Kershaw - recommendations

We need to have a pan-Canadian system of early learning and care that kicks in at about 18 months, for all families that want or need to use it. It’s not mandatory but that’s where we need to create that as a viable option that recognizes two things: it supports parents to be in the labour market—and we expect people to be there to earn their income and support their families—and ensures kids get quality nurturing environments while their parents are doing that work.   

On the time side, parental leave is critical. Parental leave is a period that recognizes those first months where, you know, parents and children have so many new adaptive needs not something we have a lot of time to enjoy. And breastfeeding’s going to be a big deal. And carving out time for fathers, not just to be family helpers, but to be engaged and primary caregivers. That means we need to carve out time for people to do that. And raising the parental leave system eligibility from about 12 months to 18 months, per birth, reserving the last six months primarily for dads, is critical and that’s going to cost us in the order of about four-and-a-half billion dollars more.   

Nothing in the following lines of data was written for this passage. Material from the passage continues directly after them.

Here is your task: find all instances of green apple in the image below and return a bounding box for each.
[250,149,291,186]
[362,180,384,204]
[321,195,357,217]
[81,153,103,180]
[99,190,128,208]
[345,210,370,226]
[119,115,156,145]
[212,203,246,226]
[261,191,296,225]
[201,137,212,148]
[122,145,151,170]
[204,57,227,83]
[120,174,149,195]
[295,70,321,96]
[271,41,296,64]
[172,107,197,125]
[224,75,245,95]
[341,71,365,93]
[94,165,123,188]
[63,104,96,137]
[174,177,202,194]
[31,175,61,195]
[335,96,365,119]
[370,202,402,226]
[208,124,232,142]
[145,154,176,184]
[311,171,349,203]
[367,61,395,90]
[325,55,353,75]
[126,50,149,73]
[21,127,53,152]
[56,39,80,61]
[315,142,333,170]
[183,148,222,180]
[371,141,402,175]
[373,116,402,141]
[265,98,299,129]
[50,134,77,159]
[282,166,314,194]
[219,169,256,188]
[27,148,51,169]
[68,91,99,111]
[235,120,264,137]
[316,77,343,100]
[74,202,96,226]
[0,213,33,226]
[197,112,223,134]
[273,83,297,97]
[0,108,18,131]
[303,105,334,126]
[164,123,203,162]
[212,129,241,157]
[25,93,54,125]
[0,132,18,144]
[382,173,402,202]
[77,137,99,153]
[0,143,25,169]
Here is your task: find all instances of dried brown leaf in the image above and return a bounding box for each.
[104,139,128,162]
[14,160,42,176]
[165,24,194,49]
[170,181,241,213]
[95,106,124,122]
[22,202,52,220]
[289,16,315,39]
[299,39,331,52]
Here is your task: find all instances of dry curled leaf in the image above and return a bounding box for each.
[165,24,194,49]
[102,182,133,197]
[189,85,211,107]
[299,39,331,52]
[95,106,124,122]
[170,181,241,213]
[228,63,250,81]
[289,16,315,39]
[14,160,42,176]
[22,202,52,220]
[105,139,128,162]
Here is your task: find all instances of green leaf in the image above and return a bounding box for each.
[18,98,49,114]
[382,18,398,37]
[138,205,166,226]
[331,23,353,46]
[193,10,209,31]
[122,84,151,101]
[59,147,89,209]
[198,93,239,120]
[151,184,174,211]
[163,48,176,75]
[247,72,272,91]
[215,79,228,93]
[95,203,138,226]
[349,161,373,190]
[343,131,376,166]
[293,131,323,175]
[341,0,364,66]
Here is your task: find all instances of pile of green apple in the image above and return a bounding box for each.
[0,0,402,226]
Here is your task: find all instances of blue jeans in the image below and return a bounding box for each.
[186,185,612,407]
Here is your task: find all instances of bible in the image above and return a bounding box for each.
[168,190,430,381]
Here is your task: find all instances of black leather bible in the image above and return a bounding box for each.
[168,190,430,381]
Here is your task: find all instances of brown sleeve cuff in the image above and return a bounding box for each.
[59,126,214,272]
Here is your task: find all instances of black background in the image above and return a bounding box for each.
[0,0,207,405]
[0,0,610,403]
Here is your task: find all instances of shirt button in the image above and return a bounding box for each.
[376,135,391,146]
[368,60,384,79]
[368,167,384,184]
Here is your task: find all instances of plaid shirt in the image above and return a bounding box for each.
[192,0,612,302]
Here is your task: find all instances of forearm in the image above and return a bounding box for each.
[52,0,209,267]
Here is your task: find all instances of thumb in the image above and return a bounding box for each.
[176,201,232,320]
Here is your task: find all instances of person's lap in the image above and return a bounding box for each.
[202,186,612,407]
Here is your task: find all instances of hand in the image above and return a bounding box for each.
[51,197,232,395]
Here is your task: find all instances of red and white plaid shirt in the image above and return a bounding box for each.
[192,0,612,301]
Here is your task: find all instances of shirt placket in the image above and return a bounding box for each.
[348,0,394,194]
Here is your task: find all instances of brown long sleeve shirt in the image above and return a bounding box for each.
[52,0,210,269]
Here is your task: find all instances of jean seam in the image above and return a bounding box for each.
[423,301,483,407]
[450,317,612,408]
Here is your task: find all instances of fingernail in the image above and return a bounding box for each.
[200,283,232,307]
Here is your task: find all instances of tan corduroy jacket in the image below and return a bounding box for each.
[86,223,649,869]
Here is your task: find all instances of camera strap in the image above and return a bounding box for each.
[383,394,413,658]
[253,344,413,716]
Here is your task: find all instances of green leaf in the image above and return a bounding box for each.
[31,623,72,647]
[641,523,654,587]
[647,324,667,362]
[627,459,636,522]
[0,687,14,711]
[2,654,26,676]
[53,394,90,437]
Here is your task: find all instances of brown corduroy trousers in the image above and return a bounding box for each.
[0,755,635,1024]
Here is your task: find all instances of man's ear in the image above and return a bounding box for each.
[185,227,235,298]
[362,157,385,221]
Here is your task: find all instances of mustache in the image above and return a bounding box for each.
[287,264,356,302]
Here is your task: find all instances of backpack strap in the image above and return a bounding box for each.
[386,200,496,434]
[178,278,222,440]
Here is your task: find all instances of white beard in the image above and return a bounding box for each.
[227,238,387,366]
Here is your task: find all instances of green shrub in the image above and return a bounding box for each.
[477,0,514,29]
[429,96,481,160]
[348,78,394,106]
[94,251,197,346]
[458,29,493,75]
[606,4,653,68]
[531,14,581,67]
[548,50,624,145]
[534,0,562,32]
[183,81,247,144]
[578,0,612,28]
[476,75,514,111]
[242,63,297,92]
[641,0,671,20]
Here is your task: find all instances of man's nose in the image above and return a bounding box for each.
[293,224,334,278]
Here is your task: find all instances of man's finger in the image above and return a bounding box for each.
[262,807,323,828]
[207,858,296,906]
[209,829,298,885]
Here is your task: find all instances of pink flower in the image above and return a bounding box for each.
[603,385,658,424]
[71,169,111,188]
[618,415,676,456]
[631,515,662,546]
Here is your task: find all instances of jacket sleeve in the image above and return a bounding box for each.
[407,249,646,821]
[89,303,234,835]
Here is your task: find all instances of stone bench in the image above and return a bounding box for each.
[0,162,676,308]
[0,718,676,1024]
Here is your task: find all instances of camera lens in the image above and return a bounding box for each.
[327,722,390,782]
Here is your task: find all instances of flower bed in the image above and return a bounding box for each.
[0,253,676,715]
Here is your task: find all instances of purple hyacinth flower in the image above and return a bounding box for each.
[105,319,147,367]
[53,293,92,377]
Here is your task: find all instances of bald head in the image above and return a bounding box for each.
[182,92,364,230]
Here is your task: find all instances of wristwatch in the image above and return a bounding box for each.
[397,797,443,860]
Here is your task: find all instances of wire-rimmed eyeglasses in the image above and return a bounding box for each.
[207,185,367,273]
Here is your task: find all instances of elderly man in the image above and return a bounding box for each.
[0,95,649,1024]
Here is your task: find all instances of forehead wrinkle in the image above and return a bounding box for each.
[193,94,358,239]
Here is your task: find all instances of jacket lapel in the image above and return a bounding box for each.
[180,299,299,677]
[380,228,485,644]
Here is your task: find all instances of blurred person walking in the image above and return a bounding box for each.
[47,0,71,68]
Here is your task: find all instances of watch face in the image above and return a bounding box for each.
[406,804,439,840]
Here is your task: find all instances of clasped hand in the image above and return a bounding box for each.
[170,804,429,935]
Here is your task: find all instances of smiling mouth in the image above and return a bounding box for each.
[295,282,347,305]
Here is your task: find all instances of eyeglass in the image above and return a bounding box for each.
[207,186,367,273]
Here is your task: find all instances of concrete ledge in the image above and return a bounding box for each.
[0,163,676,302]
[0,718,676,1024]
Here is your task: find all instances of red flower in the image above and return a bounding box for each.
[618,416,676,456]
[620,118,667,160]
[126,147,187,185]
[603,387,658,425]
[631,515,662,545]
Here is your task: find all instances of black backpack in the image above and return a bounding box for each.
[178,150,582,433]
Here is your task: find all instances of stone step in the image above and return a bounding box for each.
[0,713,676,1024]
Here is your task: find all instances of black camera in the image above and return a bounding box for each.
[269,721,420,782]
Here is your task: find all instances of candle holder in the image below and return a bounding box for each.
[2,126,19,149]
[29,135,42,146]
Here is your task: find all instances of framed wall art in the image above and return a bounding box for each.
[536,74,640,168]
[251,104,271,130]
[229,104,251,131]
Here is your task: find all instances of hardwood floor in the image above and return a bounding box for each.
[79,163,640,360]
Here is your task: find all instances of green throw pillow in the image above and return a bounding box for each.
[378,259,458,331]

We’d also have to recognize Canada has intolerable levels of family poverty and by international standards we’re going to, we really are doing something that I don’t think Canadians recognize. But other countries have all but eliminated it and we tolerate it at really high levels still. And so we need to spend in the order of about six-and-a-half billion dollars to make our welfare system more generous, and also to play with our tax system to make work pay, and/or have employers make work pay by having higher minimum wages.  

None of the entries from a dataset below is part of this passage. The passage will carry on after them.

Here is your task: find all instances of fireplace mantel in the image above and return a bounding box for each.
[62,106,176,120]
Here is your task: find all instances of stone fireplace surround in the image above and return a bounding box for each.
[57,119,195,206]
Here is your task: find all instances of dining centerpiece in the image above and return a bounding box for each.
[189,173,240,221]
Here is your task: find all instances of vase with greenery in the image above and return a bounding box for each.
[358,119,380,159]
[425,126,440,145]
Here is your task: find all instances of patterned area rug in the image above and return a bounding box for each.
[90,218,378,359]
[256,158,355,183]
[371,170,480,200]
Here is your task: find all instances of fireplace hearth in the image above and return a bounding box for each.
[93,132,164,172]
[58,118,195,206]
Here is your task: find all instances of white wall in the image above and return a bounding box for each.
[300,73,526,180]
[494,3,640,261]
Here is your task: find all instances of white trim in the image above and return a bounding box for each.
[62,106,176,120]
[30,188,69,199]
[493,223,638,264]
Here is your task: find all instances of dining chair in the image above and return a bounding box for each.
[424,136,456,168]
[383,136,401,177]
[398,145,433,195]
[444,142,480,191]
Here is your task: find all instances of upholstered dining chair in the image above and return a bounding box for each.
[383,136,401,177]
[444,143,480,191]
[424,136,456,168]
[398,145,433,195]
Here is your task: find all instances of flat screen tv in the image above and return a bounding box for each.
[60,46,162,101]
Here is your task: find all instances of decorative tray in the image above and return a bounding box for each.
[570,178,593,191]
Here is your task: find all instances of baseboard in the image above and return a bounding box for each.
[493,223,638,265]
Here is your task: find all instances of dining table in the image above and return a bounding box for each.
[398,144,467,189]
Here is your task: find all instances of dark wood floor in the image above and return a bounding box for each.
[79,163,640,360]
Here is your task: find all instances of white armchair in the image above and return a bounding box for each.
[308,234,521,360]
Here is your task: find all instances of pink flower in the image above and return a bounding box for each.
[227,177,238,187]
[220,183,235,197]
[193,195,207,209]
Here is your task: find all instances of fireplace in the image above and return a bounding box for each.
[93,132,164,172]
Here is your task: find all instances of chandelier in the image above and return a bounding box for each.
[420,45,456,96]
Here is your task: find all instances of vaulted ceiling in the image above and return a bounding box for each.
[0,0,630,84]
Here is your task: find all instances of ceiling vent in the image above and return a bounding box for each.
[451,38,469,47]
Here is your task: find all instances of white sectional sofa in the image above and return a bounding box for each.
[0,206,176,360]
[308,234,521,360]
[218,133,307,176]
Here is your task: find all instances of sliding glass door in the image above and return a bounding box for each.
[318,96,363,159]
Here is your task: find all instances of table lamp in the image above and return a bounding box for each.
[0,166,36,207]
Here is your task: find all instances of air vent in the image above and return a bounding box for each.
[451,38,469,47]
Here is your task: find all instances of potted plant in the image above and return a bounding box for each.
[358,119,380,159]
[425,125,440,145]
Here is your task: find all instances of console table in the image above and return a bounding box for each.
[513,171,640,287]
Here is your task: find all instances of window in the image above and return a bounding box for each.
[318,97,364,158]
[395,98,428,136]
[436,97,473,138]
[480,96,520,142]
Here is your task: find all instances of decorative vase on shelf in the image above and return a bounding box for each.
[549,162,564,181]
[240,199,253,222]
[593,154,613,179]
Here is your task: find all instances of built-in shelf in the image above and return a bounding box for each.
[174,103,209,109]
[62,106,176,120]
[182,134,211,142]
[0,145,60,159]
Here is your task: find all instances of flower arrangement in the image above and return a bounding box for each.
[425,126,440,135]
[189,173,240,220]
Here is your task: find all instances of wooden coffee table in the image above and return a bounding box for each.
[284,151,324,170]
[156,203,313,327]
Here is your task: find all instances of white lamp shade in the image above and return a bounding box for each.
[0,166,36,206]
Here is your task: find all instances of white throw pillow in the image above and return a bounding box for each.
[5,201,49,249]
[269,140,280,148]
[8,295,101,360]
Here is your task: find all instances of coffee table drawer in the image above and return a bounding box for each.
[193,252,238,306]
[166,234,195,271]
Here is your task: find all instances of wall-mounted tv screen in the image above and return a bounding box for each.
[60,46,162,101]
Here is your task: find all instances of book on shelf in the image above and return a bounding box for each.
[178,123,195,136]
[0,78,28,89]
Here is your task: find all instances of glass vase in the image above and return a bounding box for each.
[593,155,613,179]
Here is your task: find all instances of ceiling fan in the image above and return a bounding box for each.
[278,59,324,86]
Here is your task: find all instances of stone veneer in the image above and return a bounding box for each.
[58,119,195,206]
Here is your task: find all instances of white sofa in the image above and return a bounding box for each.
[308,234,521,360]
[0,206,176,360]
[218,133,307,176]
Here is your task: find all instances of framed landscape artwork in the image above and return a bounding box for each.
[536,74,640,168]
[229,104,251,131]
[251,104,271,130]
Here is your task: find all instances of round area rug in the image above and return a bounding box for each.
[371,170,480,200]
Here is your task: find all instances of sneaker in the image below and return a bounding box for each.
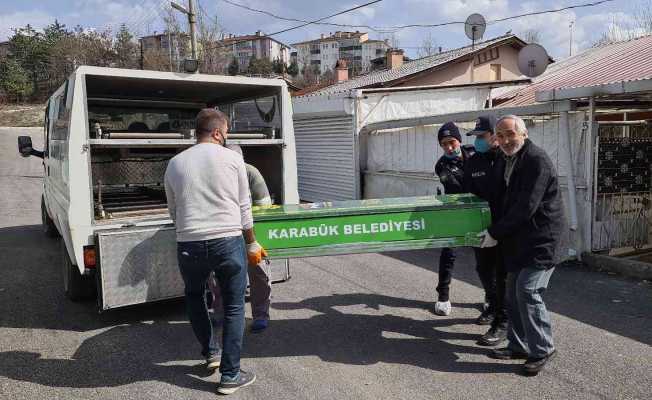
[523,350,557,375]
[478,326,507,346]
[432,301,452,316]
[251,319,268,333]
[206,354,222,371]
[489,347,528,360]
[475,308,494,325]
[217,370,256,394]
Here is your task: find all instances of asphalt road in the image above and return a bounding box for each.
[0,128,652,400]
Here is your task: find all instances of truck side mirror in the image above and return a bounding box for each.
[18,136,43,158]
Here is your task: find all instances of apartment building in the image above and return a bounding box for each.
[220,31,290,71]
[139,32,190,71]
[292,31,390,75]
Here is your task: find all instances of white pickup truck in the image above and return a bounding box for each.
[18,66,299,310]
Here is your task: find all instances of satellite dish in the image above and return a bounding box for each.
[464,14,487,42]
[518,43,549,78]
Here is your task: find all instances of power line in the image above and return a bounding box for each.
[222,0,616,33]
[489,0,616,24]
[204,0,383,51]
[222,0,388,31]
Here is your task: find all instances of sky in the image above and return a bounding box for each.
[0,0,652,59]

There’s one thing we already do relatively well in Canada. Because we have invested in our health care system—and this is something we take such pride in. And so, after children are born, on a month-to-month basis, we need to get the health care system, and all the health care professionals organized in the health care system, to interact better with family resource programs—things we call in British Columbia like Strong Starts, you have analogues to that all over the province—a range of other non-medicalized professionals, and then collaborate and coordinate, so on a monthly basis interact with families with young kids, and start to help them monitor and screen when their children might be having developmental delays and pick that up way before they get to school, ‘cause that’s when it will be inexpensive to deal with, and then we can—or less expensive at least—and then we can support their families so that when they get to school, hopefully children will have caught up and if they haven’t we’ll be better ready to have them more seamlessly enter the school system where they can continue to thrive at their level as best as possible.